In-well hydrolysis plates: Do they really work?

In-well hydrolysis means hydrolyzing urine samples in the well of the extraction plate instead of outside of the extraction plate (I talked about why we hydrolyze in this blog post). This can be a time saver for high throughput labs, which makes it look very appealing. In this blog post, I will be discussing some of the advantages of using an in-well hydrolysis plate and some of the results that I’ve gotten when compared to an out-of-well hydrolysis plate.

Several sample preparation companies make in-well hydrolysis plates. Biotage just launched their EVOLUTE HYDRO CX and ABN in-well hydrolysis plates. These plates are advertised to save a lab time and reduce potential cross-contamination, all while not affecting recoveries and matrix effects. But is that really the case? I have been running a Drugs of Abuse (DOA) panel containing about 100 analytes. I compared the EVOLUTE EXPRESS CX 30 mg plate to the EVOLUTE HYDRO CX 30 mg plate.

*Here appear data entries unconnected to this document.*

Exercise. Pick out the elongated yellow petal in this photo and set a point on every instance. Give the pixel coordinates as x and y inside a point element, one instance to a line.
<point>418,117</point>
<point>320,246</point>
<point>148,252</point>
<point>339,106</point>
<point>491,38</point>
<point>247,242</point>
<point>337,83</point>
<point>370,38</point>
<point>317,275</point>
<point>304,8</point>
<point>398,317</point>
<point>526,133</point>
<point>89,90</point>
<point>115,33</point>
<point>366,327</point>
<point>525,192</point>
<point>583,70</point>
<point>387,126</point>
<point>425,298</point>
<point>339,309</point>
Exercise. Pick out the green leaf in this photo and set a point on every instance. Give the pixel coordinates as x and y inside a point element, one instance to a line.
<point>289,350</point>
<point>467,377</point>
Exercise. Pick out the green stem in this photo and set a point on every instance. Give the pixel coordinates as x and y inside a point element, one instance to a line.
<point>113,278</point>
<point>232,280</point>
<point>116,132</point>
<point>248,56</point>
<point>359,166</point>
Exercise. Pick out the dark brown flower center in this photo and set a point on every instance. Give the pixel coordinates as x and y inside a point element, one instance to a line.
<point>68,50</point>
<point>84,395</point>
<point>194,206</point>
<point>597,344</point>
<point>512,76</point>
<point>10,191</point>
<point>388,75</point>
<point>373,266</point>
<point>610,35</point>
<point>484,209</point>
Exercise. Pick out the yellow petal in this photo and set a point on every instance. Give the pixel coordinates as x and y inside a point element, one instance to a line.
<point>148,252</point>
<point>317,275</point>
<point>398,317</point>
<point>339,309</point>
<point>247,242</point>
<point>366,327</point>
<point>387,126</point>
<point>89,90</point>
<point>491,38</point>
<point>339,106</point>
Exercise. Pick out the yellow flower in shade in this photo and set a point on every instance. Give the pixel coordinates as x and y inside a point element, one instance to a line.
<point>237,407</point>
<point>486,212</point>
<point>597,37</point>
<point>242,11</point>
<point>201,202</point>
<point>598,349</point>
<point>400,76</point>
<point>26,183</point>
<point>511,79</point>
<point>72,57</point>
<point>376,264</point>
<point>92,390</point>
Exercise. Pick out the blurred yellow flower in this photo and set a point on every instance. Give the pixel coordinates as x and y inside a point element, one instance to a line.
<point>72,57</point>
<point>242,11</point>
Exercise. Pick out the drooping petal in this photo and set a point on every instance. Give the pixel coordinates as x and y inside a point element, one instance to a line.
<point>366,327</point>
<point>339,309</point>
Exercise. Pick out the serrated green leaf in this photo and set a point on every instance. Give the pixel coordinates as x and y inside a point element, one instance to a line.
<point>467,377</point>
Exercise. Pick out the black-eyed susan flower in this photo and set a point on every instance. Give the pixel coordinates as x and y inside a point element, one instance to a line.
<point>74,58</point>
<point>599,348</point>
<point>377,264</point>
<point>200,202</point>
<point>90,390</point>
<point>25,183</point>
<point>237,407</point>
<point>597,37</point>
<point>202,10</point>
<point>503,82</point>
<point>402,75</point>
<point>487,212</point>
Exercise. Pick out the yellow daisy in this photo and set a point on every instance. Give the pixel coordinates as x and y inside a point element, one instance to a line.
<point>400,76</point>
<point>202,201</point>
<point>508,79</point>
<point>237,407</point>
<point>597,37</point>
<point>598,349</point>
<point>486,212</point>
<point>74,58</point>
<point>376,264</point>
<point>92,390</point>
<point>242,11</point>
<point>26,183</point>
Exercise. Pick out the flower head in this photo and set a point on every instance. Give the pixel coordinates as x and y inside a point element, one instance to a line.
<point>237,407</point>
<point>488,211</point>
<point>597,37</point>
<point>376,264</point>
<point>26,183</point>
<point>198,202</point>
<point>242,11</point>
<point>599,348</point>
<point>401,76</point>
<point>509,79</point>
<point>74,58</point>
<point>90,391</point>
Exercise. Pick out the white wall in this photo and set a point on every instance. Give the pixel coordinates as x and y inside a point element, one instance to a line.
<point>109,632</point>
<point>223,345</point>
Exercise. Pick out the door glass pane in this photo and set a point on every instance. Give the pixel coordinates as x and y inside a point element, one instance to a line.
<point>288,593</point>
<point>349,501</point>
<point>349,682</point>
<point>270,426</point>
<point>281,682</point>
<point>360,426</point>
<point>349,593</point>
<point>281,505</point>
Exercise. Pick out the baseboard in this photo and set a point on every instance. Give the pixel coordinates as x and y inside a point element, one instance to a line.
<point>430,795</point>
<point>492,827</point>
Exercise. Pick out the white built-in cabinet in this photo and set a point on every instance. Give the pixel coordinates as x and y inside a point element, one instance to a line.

When running the EVOLUTE EXPRESS CX method, I hydrolyze my samples outside of the plate. After the completion of hydrolysis, I pretreat my samples and then transfer them to the EXPRESS CX plate. When using the EXPRESS CX plate, I don’t have to condition or equilibrate my sorbent prior to use, which already saves me some time.

When running the EVOLUTE HYDRO CX method, I hydrolyze my samples in the plate. A frit in the plate holds the sample above the CX sorbent that allows for the in-well hydrolysis. After hydrolysis, I simply add the pretreatment to the wells of the HYDRO CX plate and continue with my extraction! With the HYDRO plates, the column conditioning and equilibration steps are eliminated because the sample is already in the plate. (A bit more information on the HYDRO plate can be found here.)

So how does the HYDRO method save me time? I don’t have to transfer my samples to the plate after hydrolysis! This also reduces my risk of carryover or cross contamination between samples. I also don’t even have the option of doing conditioning and equilibrating steps. But, do I actually get the same results for both products? YES! As you can see below, I compared both hydrolysis efficiencies for out-of-well vs in-well plates. I also compared recoveries and matrix effects. All hydrolysis efficiencies, matrix effects, and recoveries were within 20% for the 2 different plates. (A poster is also available on the Biotage website with more information about the methods and comparisons between the 2 plates.)


The hydrolysis for both the EXPRESS CX and HYDRO CX methods was done using an incubation of 55C for 30 minutes.


Recoveries vary depending on the enzyme. However, they are consistent between the 2 plates.


As can be seen above, hydrolysis efficiencies, recoveries, and matrix effects are nearly identical for both the in-well hydrolysis plate and the out-of-well hydrolysis plate. For my future urine panels that require hydrolysis, I think I will be using the EVOLUTE HYDRO CX plates to save me a bit of time and to eliminate some cross-contamination risk.